You may generate your own DID or have one created for you by a DID provider like Fractal. Then you ask issuers (such as the government, a school, or a bank) to furnish claims against it for verification. DIDs, unlike standard digital IDs, are not kept in vendor or organization databases, making them less vulnerable to data breaches or theft. These DIDs may be used for a variety of purposes, including providing trustworthy and private client KYC, e-Voting, tax payments, and event check-ins, among others. For data owners and ID users, Fractal ID technology provides transparency and returns authority to users by letting them to establish IDs and store credentials within their own wallets, with the ability to choose who those credentials are shared with.


To illustrate the working technique of a DID, consider the following example. Imagine you're taking a study loan as a student. The financial institution must demand for all your necessary documents showing your eligibility and payback strategy. This information must then be verified by the financial institution before accepting your offer. If you have a DID, your wallet will produce one-of-a-kind identifiers for your credentials for which you have a private key. These IDs' public keys are then broadcast to a distributed ledger. You may offer these verified decentralized IDs of your credentials to the financial institution, which you can revoke and delete their access to at any moment. It's also worth noting that you may give the financial service provider access to particular areas of your data. For example, you may use a DID to share your financial earning information with the financial institution without having to provide them all of your contract data.
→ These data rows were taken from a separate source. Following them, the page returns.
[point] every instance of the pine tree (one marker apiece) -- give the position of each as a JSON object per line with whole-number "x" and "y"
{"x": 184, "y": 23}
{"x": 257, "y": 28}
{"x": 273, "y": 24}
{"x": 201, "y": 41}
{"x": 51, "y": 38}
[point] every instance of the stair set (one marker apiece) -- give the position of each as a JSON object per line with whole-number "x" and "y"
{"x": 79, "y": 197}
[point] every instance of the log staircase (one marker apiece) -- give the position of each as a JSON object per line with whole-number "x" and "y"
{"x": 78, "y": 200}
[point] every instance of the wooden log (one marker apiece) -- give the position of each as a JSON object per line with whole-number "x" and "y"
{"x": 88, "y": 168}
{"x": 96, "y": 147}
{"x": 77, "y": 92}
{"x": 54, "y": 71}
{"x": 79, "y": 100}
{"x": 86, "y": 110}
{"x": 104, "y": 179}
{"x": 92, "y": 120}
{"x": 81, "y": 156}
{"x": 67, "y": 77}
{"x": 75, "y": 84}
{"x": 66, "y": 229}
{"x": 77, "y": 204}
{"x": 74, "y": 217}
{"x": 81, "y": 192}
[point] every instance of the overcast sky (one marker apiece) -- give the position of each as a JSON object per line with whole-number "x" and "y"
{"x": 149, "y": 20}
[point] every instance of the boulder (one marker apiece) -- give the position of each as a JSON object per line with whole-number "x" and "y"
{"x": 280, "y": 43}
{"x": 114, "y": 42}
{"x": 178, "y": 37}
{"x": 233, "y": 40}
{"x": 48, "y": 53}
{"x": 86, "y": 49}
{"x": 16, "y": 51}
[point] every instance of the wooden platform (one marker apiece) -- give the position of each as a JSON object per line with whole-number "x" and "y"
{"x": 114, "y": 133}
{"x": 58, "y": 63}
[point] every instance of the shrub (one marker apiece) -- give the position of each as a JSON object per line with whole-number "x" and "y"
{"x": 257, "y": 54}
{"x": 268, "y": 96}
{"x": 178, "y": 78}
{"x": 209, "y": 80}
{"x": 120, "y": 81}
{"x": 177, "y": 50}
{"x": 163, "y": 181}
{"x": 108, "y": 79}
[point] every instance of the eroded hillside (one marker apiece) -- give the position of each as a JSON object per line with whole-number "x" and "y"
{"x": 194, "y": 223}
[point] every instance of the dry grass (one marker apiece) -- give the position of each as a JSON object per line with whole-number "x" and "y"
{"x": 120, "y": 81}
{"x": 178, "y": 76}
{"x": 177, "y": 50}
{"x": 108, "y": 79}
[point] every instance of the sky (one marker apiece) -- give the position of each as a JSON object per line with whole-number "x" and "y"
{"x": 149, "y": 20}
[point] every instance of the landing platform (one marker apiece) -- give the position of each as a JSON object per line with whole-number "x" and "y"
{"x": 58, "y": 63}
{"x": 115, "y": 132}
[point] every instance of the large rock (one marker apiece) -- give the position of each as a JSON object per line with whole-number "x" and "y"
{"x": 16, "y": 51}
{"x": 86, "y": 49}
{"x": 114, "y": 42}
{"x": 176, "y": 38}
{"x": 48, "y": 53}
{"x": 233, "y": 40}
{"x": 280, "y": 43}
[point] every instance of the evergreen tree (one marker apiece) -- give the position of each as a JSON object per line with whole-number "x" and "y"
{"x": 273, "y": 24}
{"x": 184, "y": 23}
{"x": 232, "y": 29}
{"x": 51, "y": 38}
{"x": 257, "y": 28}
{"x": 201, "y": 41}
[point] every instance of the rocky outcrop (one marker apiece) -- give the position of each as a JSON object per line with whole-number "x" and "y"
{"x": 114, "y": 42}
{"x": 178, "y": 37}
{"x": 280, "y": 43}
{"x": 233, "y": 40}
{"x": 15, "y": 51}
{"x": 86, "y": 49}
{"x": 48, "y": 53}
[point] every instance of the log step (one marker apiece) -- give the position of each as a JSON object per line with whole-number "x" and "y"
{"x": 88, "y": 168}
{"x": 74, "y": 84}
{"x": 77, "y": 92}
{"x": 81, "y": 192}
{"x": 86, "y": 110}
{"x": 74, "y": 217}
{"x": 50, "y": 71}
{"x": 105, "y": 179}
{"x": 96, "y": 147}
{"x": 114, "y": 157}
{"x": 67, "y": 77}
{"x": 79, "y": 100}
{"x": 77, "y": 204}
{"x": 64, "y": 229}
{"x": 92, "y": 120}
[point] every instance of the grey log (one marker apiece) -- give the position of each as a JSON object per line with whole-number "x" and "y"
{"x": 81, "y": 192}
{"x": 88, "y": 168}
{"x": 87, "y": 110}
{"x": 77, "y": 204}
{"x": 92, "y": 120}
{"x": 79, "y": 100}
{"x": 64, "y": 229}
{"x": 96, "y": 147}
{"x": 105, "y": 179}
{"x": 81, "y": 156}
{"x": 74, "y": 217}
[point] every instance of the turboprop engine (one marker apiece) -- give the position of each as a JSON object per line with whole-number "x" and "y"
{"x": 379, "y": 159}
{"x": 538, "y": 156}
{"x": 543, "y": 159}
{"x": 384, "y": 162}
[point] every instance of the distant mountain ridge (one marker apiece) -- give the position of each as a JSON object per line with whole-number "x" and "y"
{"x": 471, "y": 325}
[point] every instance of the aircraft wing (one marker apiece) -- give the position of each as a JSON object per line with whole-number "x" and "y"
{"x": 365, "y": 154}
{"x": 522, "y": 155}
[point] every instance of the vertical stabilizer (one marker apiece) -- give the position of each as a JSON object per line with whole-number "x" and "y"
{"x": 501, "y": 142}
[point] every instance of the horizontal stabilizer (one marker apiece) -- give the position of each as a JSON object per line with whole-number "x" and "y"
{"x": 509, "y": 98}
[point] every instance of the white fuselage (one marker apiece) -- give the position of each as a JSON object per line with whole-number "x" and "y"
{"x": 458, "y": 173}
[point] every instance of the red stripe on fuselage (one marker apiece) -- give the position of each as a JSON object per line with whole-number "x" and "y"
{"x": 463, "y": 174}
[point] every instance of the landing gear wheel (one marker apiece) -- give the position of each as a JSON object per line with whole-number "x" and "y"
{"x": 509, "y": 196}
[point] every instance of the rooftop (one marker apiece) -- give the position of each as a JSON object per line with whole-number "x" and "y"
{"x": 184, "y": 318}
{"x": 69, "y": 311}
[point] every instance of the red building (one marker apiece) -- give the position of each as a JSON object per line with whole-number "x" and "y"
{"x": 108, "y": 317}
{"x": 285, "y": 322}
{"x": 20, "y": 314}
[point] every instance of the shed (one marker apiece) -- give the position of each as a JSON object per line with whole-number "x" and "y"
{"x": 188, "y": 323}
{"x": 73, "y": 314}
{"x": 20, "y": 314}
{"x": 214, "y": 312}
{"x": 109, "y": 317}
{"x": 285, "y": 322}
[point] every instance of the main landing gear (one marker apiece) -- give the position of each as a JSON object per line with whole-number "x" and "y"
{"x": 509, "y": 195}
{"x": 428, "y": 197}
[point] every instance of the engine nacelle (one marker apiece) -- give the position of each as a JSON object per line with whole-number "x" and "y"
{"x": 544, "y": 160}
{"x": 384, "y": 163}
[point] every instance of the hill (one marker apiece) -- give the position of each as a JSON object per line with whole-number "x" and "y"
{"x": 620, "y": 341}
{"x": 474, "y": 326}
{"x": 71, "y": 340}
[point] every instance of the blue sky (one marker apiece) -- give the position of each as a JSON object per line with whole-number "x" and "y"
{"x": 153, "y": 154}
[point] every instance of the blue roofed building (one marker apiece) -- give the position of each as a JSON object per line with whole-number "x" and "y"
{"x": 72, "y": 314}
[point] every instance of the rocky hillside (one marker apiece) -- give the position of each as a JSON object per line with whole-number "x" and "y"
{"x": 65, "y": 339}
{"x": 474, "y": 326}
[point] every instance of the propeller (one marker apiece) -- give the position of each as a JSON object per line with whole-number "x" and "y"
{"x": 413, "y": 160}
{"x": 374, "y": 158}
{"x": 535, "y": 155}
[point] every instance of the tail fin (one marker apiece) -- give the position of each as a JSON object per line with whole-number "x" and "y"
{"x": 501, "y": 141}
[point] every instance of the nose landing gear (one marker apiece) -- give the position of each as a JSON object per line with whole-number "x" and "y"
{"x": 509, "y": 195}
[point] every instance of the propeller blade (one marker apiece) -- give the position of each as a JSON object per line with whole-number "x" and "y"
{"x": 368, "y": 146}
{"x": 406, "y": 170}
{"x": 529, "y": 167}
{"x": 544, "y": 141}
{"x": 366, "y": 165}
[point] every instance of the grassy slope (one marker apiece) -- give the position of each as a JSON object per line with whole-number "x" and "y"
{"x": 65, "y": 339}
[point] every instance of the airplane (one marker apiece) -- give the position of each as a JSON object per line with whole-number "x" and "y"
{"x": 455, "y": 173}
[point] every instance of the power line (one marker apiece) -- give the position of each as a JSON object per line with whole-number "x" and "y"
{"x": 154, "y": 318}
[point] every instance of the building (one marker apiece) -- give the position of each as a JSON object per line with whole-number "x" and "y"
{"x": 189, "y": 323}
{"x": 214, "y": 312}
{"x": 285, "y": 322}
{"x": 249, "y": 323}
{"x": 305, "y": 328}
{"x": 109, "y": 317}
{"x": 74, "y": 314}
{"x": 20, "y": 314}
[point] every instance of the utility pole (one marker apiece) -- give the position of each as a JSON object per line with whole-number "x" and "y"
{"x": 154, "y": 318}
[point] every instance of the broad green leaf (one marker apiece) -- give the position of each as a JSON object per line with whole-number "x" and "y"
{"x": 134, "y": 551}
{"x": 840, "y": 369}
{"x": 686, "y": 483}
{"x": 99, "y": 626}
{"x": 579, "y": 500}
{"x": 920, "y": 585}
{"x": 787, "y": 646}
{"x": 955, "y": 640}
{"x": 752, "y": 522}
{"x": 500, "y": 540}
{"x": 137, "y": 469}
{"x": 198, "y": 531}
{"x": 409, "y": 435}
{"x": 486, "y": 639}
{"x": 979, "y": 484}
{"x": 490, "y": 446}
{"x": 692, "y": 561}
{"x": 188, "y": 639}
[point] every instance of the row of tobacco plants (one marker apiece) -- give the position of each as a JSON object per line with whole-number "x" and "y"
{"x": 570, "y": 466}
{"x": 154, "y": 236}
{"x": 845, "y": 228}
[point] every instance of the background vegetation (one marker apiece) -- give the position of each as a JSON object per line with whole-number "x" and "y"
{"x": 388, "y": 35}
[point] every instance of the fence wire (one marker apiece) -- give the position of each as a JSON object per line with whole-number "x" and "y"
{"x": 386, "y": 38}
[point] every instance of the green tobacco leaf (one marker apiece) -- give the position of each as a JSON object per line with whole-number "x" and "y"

DIDs are multidimensional and are changing the way we think about privacy. According to reports, more than 4,000 data breaches would have been publicly exposed by the end of 2021, exposing 22 billion sensitive details. Because user identification data is stored in a single system, it is very vulnerable to cyberattacks and breach of privacy. Decentralized identity solutions, on the other hand, open up a new perspective by giving users and service providers more control over their identities and personal data. Decentralized identity has as one of its main goals the creation of protocols that will enable internet users to decide which apps and services gain access to specified categories of personally identifiable information (PII).

Furthermore, granting access to several third parties or service providers from various applications makes it more difficult for consumers to maintain their personal data and withdraw access to it. To solve these problems, users must own and govern their digital identities, preferably from a single source.